IMO, Spark is great, but its speed is no longer its key strength. For examples, Hive is much faster than SparkSQL these days.

It's worse than that. Shuffle for Spark on Kubernetes is fundamentally broken and hasn't yet been fixed. The problem is that Docker containers cannot (for security reasons) share the same host-level disks. There is no external shuffle service, and disk-caching is container-local (not using kernel-level disk I/O buffering) which kills performance. Google's proposed soln below is to use NFS to store shuffle files, which is not going to be performant. Stick with YARN for Spark and only switch when shuffle is fixed for k8s. Databricks are in no rush to get shuffle fixed for k8s.

References: https://youtu.be/GbpMOaSlMJ4?t=1617 https://t.co/KWDNHjudfY?amp=1 https://issues.apache.org/jira/browse/SPARK-25299

I agree that Spark on Kubernetes will have a hard time fixing the problem of shuffling. If they choose to use local disks for per-node shuffle service, a performance issue arises because disk-caching is container-local. If they choose to use NFS to store shuffle files, a different kind of performance issue arises because of not using local disks for storing intermediate files. All these issues will arise without properly implementing fault tolerance in Spark.

We are currently trying to fix the first problem in a different context (not Spark), where worker containers store intermediate shuffle files in local disks mounted as hostPath volumes. The performance penalty is about 50% compared with running everything natively. Besides occasionally some containers almost get stuck for a long time. I believe that the Spark community will encounter the same problem in the future if they choose to use local disks for storing intermediate files.

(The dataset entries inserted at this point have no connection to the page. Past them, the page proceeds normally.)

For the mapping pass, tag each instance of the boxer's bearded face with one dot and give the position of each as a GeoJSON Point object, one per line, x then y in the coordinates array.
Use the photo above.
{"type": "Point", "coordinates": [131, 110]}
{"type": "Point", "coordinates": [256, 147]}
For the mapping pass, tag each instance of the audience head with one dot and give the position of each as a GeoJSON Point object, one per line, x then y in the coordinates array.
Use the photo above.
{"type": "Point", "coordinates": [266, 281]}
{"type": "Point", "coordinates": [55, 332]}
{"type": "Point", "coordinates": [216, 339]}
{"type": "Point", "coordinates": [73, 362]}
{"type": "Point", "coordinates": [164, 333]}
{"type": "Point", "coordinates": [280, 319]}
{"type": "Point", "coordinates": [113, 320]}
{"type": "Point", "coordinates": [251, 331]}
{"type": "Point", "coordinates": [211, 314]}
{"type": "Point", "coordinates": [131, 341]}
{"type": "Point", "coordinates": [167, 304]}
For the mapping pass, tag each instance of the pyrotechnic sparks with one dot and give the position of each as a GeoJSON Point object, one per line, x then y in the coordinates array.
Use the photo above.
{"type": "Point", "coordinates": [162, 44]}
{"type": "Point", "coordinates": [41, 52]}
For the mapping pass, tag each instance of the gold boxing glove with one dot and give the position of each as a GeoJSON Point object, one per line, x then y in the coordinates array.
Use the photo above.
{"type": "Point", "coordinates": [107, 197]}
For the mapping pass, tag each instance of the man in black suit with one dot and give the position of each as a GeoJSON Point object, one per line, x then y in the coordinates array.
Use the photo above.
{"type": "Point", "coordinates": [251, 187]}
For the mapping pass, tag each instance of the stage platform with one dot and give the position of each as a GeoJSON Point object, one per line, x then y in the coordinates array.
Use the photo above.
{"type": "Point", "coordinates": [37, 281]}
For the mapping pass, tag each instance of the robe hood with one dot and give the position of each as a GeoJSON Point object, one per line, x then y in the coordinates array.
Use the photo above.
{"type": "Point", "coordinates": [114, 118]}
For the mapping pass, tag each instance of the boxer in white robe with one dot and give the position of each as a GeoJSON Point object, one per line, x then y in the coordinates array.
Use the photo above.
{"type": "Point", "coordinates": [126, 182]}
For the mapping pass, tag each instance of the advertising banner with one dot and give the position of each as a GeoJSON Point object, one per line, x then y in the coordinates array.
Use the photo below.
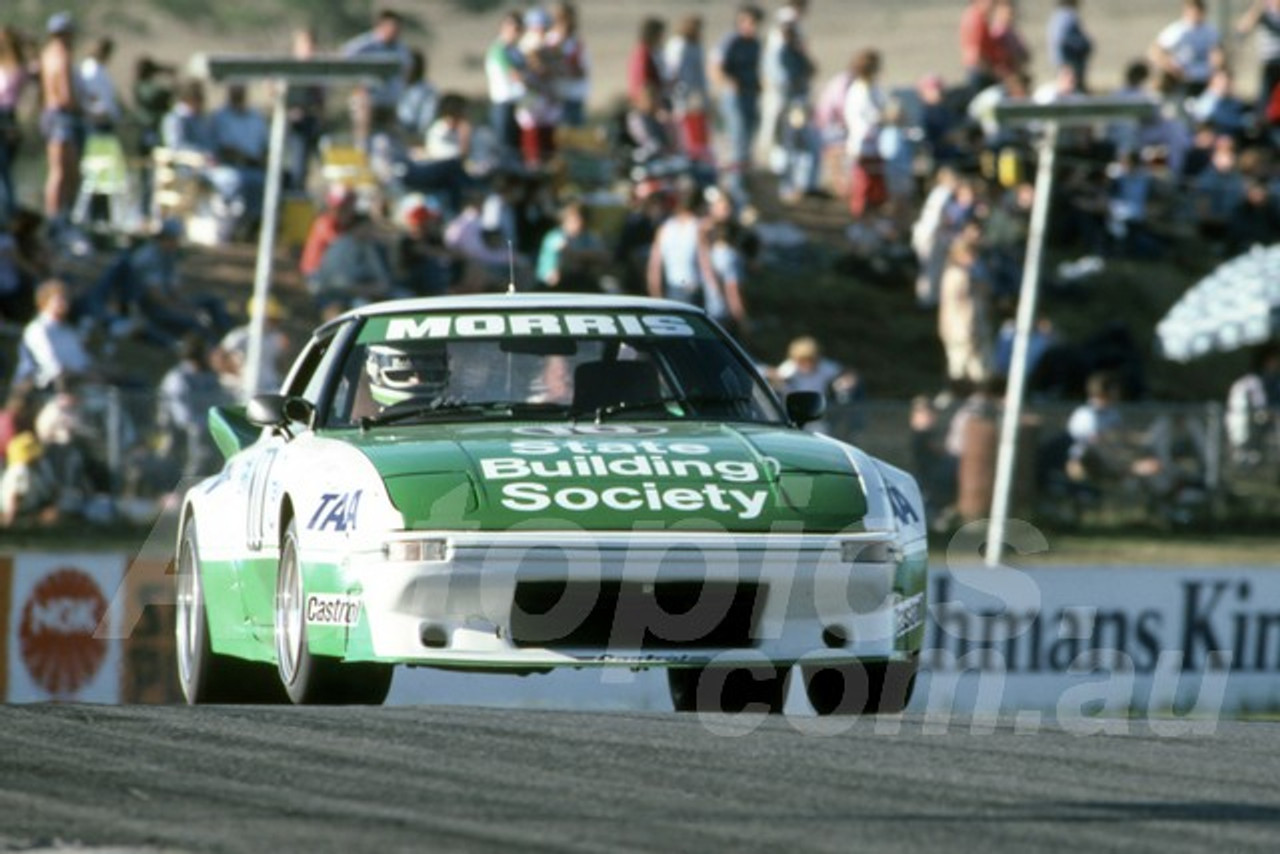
{"type": "Point", "coordinates": [56, 606]}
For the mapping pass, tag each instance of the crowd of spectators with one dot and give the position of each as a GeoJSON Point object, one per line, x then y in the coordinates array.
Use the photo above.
{"type": "Point", "coordinates": [471, 192]}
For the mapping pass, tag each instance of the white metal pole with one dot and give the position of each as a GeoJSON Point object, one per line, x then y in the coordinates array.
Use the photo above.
{"type": "Point", "coordinates": [266, 243]}
{"type": "Point", "coordinates": [1027, 298]}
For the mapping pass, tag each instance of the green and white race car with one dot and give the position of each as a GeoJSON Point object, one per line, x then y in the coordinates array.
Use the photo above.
{"type": "Point", "coordinates": [517, 483]}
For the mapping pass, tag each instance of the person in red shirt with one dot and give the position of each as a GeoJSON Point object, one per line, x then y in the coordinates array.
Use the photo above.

Glad our post sparked some pretty deep discussions on the future of spark-on-k8s ! The OS community is working on several projects to help this problem. You've mentioned NFS (by Google) but there's also the possibility to use object storage. Mappers would first write to local disks, and then the shuffle data would be async moved to the cloud.

Sources: - end of presentation https://www.slideshare.net/databricks/reliable-performance-a... - https://issues.apache.org/jira/browse/SPARK-25299

I completely moved away from spark into snowflake due to this reason. It's failure modes seem to become far more predictable and you learn to become significantly more productive with it even though it's all pure SQL
Thanks for the detailed feedback. Spark can sometimes be frustrating. Automated tuning has a major impact but it is no silver bullet, sometimes a stability/performance problem lays in the code or the input data (partitioning).

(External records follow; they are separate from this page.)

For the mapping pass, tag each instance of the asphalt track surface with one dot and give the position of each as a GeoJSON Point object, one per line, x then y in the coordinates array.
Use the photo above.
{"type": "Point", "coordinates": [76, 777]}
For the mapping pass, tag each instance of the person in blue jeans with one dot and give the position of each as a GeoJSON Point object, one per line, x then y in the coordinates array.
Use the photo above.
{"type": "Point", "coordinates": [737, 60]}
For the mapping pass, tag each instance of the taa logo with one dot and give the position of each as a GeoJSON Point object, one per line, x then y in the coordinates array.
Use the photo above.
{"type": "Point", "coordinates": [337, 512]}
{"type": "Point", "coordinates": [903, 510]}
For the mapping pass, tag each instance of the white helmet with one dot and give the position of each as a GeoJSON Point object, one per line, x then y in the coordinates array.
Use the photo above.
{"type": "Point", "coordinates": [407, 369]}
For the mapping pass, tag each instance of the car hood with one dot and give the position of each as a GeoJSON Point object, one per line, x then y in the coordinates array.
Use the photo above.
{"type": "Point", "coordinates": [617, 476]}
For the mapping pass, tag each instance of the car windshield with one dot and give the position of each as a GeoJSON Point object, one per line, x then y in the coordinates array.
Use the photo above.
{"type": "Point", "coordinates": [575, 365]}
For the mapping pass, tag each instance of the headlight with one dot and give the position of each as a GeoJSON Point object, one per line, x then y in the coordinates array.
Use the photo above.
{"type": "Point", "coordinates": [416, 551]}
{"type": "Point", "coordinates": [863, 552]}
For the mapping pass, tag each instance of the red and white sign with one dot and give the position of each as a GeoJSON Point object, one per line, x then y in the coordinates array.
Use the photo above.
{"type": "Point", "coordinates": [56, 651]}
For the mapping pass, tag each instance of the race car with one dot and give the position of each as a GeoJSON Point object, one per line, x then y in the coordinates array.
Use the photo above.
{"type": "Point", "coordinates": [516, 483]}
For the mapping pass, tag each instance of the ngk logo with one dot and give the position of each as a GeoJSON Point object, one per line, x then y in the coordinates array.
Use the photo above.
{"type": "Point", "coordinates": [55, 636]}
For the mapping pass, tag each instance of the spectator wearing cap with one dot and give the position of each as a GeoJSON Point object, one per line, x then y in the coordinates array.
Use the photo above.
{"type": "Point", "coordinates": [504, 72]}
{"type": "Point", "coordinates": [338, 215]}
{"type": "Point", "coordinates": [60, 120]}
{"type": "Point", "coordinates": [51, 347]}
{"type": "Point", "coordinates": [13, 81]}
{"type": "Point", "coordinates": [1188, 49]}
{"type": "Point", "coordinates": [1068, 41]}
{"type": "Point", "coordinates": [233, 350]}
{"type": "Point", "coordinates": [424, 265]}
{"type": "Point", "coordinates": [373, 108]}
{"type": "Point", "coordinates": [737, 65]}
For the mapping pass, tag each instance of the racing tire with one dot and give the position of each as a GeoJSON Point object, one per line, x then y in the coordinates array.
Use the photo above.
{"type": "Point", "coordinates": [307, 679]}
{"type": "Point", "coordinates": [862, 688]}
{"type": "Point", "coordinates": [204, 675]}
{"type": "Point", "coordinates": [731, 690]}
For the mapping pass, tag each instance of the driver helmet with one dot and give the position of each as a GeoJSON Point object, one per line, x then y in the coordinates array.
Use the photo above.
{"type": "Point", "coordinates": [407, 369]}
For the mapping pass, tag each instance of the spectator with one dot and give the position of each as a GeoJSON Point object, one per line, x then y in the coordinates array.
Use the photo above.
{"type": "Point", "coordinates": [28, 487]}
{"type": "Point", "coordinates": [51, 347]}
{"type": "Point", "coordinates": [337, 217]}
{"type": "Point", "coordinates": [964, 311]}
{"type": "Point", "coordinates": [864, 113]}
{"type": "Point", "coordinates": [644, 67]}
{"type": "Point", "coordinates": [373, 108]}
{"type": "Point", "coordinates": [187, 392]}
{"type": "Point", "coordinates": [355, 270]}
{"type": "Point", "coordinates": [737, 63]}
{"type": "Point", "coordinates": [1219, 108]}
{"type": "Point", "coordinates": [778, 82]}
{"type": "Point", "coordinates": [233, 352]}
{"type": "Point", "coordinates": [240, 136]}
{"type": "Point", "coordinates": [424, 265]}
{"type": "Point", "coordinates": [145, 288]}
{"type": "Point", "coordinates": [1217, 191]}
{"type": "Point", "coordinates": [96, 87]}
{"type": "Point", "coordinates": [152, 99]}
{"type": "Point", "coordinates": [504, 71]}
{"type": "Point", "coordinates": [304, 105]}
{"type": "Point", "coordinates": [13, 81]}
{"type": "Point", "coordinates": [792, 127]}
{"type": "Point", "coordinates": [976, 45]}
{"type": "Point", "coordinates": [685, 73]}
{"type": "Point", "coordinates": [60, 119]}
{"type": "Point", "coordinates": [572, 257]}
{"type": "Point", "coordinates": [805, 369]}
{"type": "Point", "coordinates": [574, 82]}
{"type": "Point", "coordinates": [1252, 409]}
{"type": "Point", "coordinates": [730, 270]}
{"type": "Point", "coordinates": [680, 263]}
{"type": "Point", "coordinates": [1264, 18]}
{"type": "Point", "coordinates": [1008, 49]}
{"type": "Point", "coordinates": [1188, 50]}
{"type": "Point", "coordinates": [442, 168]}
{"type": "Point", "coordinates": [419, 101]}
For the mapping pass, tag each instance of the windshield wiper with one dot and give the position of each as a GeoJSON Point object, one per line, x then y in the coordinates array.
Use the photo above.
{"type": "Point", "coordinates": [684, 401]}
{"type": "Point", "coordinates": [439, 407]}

That's why we're working on new monitoring solution (think Spark UI + Node metrics) to give Spark developers the much needed high-level feedback on the stability and performance of their apps. We'd like to make this work on top of other data platforms (at least the monitoring part, the automated tuning would be much harder).

Case studies: Thanks, we're working on them. Check our Spark Summit 2019 talk (How to automate performance tuning for Apache Spark) for the analysis of the impact at one of our customers.

Over the last year there's been a significant amount of low level changes in the proprietary versions of spark (aka EMR and Databricks) designed to address reliability and stability. Out of curiosity what exceptions did you run into?